We started by reclaiming fairness and recentring it on dignity and justice, away from the fair and firm/ . We are also redefining how we work together in solidarity – how we overcome fragmentation and build trust. We use the language of lifting each other up and sharing platforms.

We know that deeply held negative attitudes will not be changed overnight. And certainly not by another petition, manifesto, or Twitter storm, which has become a default position of advocacy and activism, despite producing hardly any results.

Hashtags and social media reach are important, but we need to do some thinking, planning, and articulating first.

The pandemic exposed the depth of inequalities and corruption unlike any other catastrophe in modern time.
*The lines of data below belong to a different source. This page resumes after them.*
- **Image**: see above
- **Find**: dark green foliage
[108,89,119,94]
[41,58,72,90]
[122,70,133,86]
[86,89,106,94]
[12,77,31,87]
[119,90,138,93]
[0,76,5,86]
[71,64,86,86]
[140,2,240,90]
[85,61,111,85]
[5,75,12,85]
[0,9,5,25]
We have a rare opportunity to build on community solidarity that has emerged through mutual aid groups locally and brought into sharp focus the importance of place, community and action.

Anthropologist David Graeber wrote:

“The ultimate hidden truth of the world is that it is something that we make, and could just as easily make differently.”

We need to start remaking our world by telling a different story. Our story. If we can regain our confidence and articulate our values, we can reclaim our power to influence how our future turns out.